Perché lo Stato sacrifica la radio
L'emittente vaticana può avere torto o ragione, ma il vero problema, per tutti, è il passaggio alle emissioni digitalidi Davide Giacalone - 10 maggio 2005
Due prelati, dirigenti di Radio Vaticana, sono stati condannati, in sede penale, seppur con pena lieve, per inquinamento elettromagnetico. Anzi, no, siccome quel reato non esiste nel nostro codice, sono stati condannati per “getto pericoloso di cose”. Le “cose”, appunto, sarebbero le onde della loro radio.
Non entro nel merito del processo, la cui sentenza non è definitiva e che i due condannati contestano vivacemente, segnalo, semmai, la singolare inversione delle parti: il Vaticano si appella alla scienza, sostenendo che le potenze d’emissione non nocive sono ben superiori a quelle consentite dalla legge italiana; lo Stato, con le sue leggi, preferisce attestarsi sul sicuro, mostrandosi più prudente, o più timoroso, innanzi allo spettro (ora ci vuole) elettromagnetico. Curioso.
La cosa più interessante è domandarsi: ma si può fare radio utilizzando impianti a più bassa potenza d’emissione? La risposta non solo è affermativa, ma, addirittura, si possono ottenere risultati migliori, in termini di qualità del segnale, con potenze inferiori, e, questo, grazie al Dab, la radio digitale. Però c’è un problema: in Italia il governo fa di tutto per ostacolare il Dab.

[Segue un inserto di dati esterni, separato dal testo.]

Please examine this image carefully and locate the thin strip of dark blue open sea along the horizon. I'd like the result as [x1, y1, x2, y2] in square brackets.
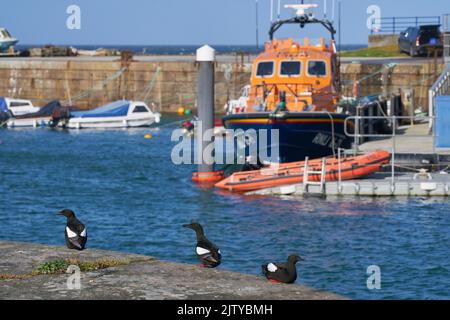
[16, 44, 367, 55]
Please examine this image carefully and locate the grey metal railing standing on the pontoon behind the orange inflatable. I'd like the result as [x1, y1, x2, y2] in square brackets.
[344, 116, 436, 186]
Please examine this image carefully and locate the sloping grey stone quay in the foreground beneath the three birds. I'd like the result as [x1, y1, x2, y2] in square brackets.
[0, 241, 342, 300]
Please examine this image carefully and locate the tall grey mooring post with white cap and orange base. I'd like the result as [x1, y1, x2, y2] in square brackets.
[192, 45, 223, 183]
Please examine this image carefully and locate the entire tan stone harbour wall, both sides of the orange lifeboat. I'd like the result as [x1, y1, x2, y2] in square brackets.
[0, 58, 444, 112]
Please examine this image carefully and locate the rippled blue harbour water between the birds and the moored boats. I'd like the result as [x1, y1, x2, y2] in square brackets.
[0, 117, 450, 299]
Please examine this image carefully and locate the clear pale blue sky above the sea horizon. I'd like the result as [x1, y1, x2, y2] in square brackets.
[0, 0, 450, 45]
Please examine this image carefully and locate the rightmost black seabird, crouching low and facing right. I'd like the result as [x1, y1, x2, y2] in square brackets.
[262, 255, 304, 284]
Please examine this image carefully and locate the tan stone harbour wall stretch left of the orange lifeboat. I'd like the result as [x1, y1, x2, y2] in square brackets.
[0, 59, 251, 112]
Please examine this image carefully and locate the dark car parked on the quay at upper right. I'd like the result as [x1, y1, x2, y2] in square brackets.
[398, 25, 443, 57]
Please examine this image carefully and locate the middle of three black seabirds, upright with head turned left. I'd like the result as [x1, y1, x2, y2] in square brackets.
[183, 222, 222, 268]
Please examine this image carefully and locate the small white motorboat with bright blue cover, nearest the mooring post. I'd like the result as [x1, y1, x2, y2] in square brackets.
[65, 100, 161, 129]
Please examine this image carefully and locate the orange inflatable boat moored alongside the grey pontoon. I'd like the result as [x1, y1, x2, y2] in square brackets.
[216, 150, 391, 192]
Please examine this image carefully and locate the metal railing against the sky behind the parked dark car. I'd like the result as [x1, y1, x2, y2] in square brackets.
[371, 16, 441, 34]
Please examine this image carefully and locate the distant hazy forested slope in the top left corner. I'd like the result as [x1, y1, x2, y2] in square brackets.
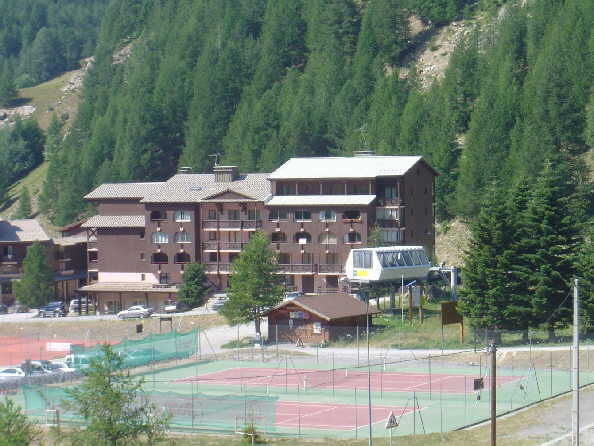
[0, 0, 108, 99]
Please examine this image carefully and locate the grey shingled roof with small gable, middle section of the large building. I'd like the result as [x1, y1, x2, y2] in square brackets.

A dispetto delle leggi italiane, che diconono di voler promuovere il diffondersi di quella tecnologia, il governo si mette di traverso. Perché?
Presto detto. Il Dab dovrebbe realizzarsi in uno spazio radioelettrico (il canale 12) oggi utilizzato dalla televisione Rai. E siccome lo Stato non riesce a far rispettare le proprie leggi neanche quando si tratta di sloggiare se stesso, ecco che si preferisce inventar problemi, fare cause, estenuare gli editori con pastoie burocratiche e trucchetti di second’ordine.
Poi c’è una seconda ragione, un altro spettro che s’aggira per l’Italia: il governo spende soldi pubblici e dedica gradi attenzioni allo sviluppo della televisione digitale terrestre, inseguendo l’impegno, incautamente sancito per legge, di spegnere il segnale analogico entro la fine dell’anno prossimo. A questo obiettivo sacrifica tutto. Ma non sacrifica solo le radio, sacrifica anche la logica ed il buon senso, perché entro quella data non succederà nulla, non ci sarà alcun passaggio definitivo, e lo spettro del digitale comincerà a disturbare i sonni di quanti, oggi, fanno finta di non sapere e non vedere.
A quel punto chiederanno aiuto al Vaticano, acciocché invii un esorcista.